Für viele Frauen war diese Erfahrung sogar eine Offenbarung – eine, die sie immer wieder zu den Chippendales pilgern liessen. Entscheidend bleibt dabei die Auflage, dass die Frauen unter sich blieben. So hielt der Club trotz mehrerer Klagen wegen Gender-Diskriminierung an seiner Politik fest, nur Frauen als Zuschauerinnen zuzulassen.

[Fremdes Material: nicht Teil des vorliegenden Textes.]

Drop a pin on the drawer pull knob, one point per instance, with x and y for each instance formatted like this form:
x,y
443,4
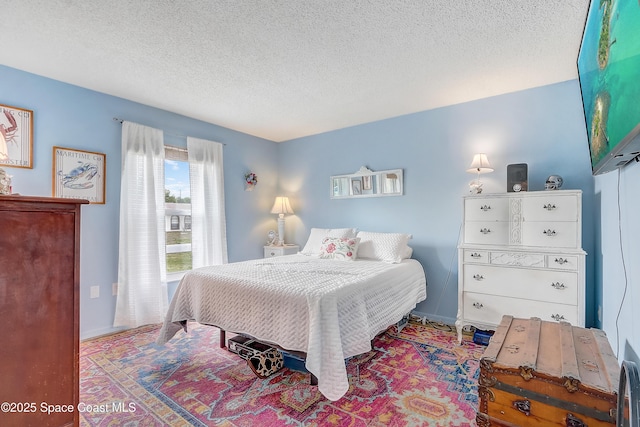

Die Chippendales gibt es bis heute, als globale Sensation haben sie indessen ausgedient. In den Nuller- und Zehnerjahren adaptierte der Zeitgeist nämlich exakt jene Ästhetik des muskulösen, haarlosen und gebräunten männlichen Körpers, die bei den Chippendales noch neu und aufregend war. Heute sind entsprechende Körper auf Instagram so selbstverständlich wie der Hashtag #gymboy oder #shirtless. Die Rollenerwartungen haben sich aufgeweicht, Frauen sind selbstbewusster geworden und fordern alle möglichen Rechte lautstark für sich ein. Unter anderem auch das Recht auf sexuelles Vergnügen ohne Reue. Nicht, dass die Chippendales dabei viel geholfen hätten. Aber sie waren die Ersten, die demonstrierten, wie das gehen könnte.